新潟伊勢丹で化粧品の相談に乗るスタッフ(右)=新潟市中央区

 2023年も残りわずか。ことしは新型コロナウイルスが感染法上の位置付けの5類に移行。長引く感染禍の影響が和らぎ、外出する人や旅行者の姿が目立つようになった。一方、物価高を受け、財布のひもが固くなる人も少なくない。こうした中、企業は工夫を凝らし、消費回復に向けた商品やサービスの提供に力を入れてきた。ことしヒットした商品や話題になった出来事を振り返る。(2回続きの1回目)

* [連載<下>はこちら](https://www.niigata-nippo.co.jp/articles/-/334273)

 10月の王座戦を制し、将棋の全8タイトル独占という偉業を成し遂げた藤井聡太八冠。ことし、新潟県でも2度タイトル戦に臨んだ。インターネットでの配信番組の効果もあり、将棋ファンの裾野は拡大している。対局途中の「勝負メシ」やおやつも注目され、県内にも特需がもたらされた。

 藤井さんの防衛が決まった棋聖戦第4局は、旅館の髙島屋(新潟市西蒲区)で7月に指された。

 午前のおやつに選んだのは洋菓子店プレジール(新潟市西蒲区)のケーキ「フレーシュピーチベリー」。スポンジ生地をたっぷりの生クリームで覆い、桃やイチゴで彩っている。昼食は髙島屋が対局に向けて考案した、新潟県産毛ガニのカニクリームコロッケだった。女将(おかみ)の髙島基子さんは「藤井先生に『おいしかった』と言ってもらった」と笑顔で話した。

 対局後、藤井さんの地元・愛知県などからの来客が増加。竹林に面した対局の間「常磐」は内湯と露天風呂を備え、宿泊費は1人7万円程度と高級だが、宿泊客が1割は増えたという。プレジールではケーキを1804円で販売し、1日20個ペースで売れるなど好評だった。季節のアレンジを加えて販売を続けている。

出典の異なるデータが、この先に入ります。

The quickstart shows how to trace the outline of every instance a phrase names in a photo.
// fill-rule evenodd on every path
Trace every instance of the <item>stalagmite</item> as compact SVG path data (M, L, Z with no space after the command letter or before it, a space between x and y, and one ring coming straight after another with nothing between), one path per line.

 藤井さんが挑んだ棋王戦第3局は、新潟グランドホテル(新潟市中央区)で3月に行われた。ホワイトチョコのムースと越後姫を載せたケーキ「苺(いちご)のホワイトガトー」が振る舞われた。販売は終了したが、担当者は「数週間にわたり県外客を中心に注文が相次ぎ、数を増やして対応した」と波及効果を実感していた。

◆<化粧品>
 "脱マスク"で高まる美意識、男性客も増加中⤴

 新潟伊勢丹(新潟市中央区)では感染禍を経て、ビューティーアドバイザー(BA)が化粧品を客の肌に乗せる接客が復活した。ノーマスクで外出する機会が増えた影響か、口紅の売り上げが前年比2割程度上がった。化粧品売り場を訪れた新潟県田上町の看護師の女性(25)は「リップを気にする機会が増えた」と話した。

新潟伊勢丹で化粧品の相談に乗るスタッフ(右)=新潟市中央区

 感染禍では高価格帯のスキンケア用品が伸び、現在も売り上げを維持しているという。バイヤーの中村護さん(44)は「肌への意識が高まっていると感じる」と語る。

 広告に男性を起用しているブランドが増えており、男性客の姿も目立つようになったという。複数のブランドを扱う「サークルビューティー」リーダーの本多千晶さん(30)は「ユーチューブやSNS(交流サイト)を見て『この商品を使いたい』と相談に来る男性が多い」と話した。

◆<チョコザップ>
 低価格、着替え不要で手軽に運動…会員100万人突破で破竹の勢い

 RIZAP(ライザップ)グループが運営する小型のフィットネスジム「chocoZAP(チョコザップ)」が破竹の勢いだ。月額3278円の低価格に着替えが不要という手軽さが初心者の心をつかみ、昨年7月の本格展開から1年強で会員数は100万人を突破した。追加料金なしで美容器具も使い放題にするなど、従来型のジムとは一線を画す。

「chocoZAP(チョコザップ)」の店内のイメージ

 「結果にコミットする」の売り文句で高額の個人指導ジムを浸透させたライザップ。チョコザップの特徴は24時間、無人営業だ。スマートフォンで入会手続きを済ませ、専用アプリで鍵を開けて利用する。プールやシャワーといった施設は省いた。革靴やスーツでのトレーニングも認めており「ちょっとした隙間時間にも通いやすい」(40歳男性会社員)と好評だ。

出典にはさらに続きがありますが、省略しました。